This SitemapHelper adds functions to create UrlSets and different types of Nodes. Information about each node is provided inline under the @link.

Create Sitemap Module

Now we can use the SitemapHelper to generate a sitemap, for example for our Project module:

# /config/doctrine/schema.yml
 
Project:
  columns:
    id:
      type: integer(4)
      primary: true
      autoincrement: true
    name:
      type: string(255)
      notblank: true
    location_id:
      type: integer(4)
      notblank: true
  relations:
    Location:
      class: Location
      local: location_id
      foreign: id
      onDelete: CASCADE
      foreignAlias: Projects
 
Location:
  columns:
    id:
      type: integer(4)
      primary: true
      autoincrement: true
    address:
      type: string(255)
      notblank: true
    latitude:
      type: float(20,17)
      notblank: true
    longitude:
      type: float(20,17)
      notblank: true

First we need to get the projects via a query in the actions class:

// app/modules/project/actions/actions.class.php
 
class projectActions extends sfActions
{
 
    public function executeSitemap(sfWebRequest $request)
    {
 
        $this->projects = Doctrine_Query::create()
            ->select('p.id')
            ->from('Project p')
            ->fetchArray();
 
        $this->setLayout(false);
    }
 
}

And we need a route for our sitemap:

# /app/config/routing.yml
 
projectsitemap:
  url:   /project/sitemap
  param: { module: project, action: sitemap, sf_format: atom }
  requirements:
    sf_format: atom

Now we can create the sitemap in the sitemap template. First include the SitemapHelper Then use the sitemapUrlsetNode function to define the namespaces you'll be using for the Url Nodes. In this case we use sitemapUrlNode for each project page and as the projects have a Geo RSS we add a sitemapGeoUrlNode for all of those too. In the Urlset I also defined the Images namespace, so adding the url's for all the images is still on the to do. Also note that the sitemap requires absolute url's and therefore the host is defined at the top of the template.
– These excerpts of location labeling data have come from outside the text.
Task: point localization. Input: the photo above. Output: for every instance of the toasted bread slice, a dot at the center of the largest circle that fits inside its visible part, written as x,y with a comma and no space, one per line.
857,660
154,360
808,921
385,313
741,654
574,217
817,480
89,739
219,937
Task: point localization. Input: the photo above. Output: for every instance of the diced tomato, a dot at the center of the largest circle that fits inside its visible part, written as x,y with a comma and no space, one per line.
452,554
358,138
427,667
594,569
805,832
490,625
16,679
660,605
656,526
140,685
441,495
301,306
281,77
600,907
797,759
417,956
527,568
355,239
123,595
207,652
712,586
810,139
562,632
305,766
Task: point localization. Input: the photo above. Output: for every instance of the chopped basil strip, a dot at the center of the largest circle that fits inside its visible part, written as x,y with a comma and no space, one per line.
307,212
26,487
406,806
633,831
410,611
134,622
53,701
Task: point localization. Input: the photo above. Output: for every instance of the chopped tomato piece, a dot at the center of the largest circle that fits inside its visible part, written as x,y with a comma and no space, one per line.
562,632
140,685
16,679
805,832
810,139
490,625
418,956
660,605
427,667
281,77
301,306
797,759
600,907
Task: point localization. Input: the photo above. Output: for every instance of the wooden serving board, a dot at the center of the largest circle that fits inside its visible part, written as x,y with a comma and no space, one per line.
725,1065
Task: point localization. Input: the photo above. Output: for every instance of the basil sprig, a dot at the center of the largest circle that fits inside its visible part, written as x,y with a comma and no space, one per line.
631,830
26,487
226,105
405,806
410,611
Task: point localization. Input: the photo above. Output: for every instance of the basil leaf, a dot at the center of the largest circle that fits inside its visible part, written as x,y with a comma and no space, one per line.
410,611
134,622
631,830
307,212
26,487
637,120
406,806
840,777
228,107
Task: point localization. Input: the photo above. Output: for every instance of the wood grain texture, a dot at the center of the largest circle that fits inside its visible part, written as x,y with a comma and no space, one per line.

// app/modules/project/templates/sitemapSuccess.atom.php
 
<?php use_helper('Sitemap'); ?>
<?php $host = 'http://' . $sf_request->getHost(); ?>
<?xml version="1.0" encoding="UTF-8"?>
<?php echo sitemapUrlsetNode(array('Images','Geo')); ?>
    <?php
        // INDEX:
        echo sitemapUrlNode($host . url_for('project/index'), array( 'datetime' => false, 'changefreq' => 'monthly', 'priority' => 1.0 ));
 
        // PROJECTS:
        foreach($projects as $project){
            // project page (next to map):
            echo sitemapUrlNode($host . url_for('project/show?id=' . $project['id']), array( 'datetime' => false, 'changefreq' => 'yearly', 'priority' => 0.7 ));
            // project geo rss feed:
            echo sitemapGeoUrlNode($host . url_for('project/feed?id=' . $project['id']), 'georss');
        }
    ?>
</urlset>

That's it. You can now retrieve your application's sitemap via http://www.yoursite.com/project/sitemap .

Submit Sitemap for SEO

Once you're done you can submit your sitemap to all large search engines like Google, Bing, Yahoo and Ask. For instance for Google you can use Google Webmaster Tools. They have their own how to submit your sitemap page.

In addition you can of course also put your sitemap feed as link in your website's html head:

<!DOCTYPE html>
<html lang="en">
    <head>
      <meta charset="utf-8" />
 
      <link rel="sitemap" 
            href="<?php echo url_for('@projectsitemap'); ?>" 
            type="application/atom+xml" 
            title="My first Sitemap" 
       />